Coconut Curry Sweet Potatoes and Quinoa

This is a warm, comforting meal that is perfect as the temperature starts to drop. Thanks to the slow cooker it comes together in no time at all, so you can leave it to cook during the day and come home to a hearty, delicious meal. The coconut milk makes the quinoa super light and fluffy, and provides a great hint of flavour to accompany the curry and other spices. Sweet potatoes and carrots add lots of colour to brighten up your plate and provide a boost of Vitamin A! 

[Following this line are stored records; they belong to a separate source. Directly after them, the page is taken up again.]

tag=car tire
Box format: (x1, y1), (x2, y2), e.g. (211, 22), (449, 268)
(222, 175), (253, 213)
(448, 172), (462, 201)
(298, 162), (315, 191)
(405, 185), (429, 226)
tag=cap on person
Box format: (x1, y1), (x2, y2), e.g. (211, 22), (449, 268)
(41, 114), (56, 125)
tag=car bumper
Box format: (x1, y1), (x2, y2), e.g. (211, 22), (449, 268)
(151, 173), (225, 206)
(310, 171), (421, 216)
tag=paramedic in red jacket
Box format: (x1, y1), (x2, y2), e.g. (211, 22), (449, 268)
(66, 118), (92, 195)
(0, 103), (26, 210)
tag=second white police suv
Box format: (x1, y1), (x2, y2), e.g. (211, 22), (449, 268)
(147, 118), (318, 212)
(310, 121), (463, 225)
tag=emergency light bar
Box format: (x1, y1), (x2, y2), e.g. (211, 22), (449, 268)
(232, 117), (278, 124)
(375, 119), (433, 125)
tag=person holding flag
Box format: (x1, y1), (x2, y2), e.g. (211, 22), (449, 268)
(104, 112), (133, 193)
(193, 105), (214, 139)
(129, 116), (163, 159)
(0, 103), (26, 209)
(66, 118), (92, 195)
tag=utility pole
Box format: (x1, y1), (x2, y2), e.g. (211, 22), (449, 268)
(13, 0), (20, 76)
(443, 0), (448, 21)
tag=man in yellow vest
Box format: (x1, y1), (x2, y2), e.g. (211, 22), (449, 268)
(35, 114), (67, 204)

1 medium/large sweet potato, cubed - I leave the skin on my sweet potatoes for some added fibre and texture, but you can feel free to peel them if you don't like the skin
2 large carrots, chopped
1 cup cherry tomatoes, or chopped tomatoes
1 400mL can coconut milk
1 and 1/2 cups plan, unsweetened almond/soy/cow milk
1 and 1/2 tsp. yellow curry powder
1 tsp. garam masala
1/2-2 tsp. ground cayenne pepper - This will just give the dish the tiniest hint of heat, but if you like it spicy then add more and adjust to your taste
4 cups cooked quinoa - If you don't have quinoa you can also substitute with basmatic or brown rice
Fresh cilantro, to garnish


Place all ingredients, except quinoa and cilantro, in a slow cooker and stir to combine. Cook on medium heat for 4 hours or low heat for 6 hours. It will look a little liquid-y but once you add the quinoa it will absorb a lot of the liquid and thicken up. Add in the cooked quinoa during the last 15-20 minutes. Alternately, you could add 2 cups of uncooked quinoa from the beginning with the recommended amount of liquid on the package (most likely between 4-5 cups) to cook along with all the other ingredients. Garnish with fresh cilantro before serving.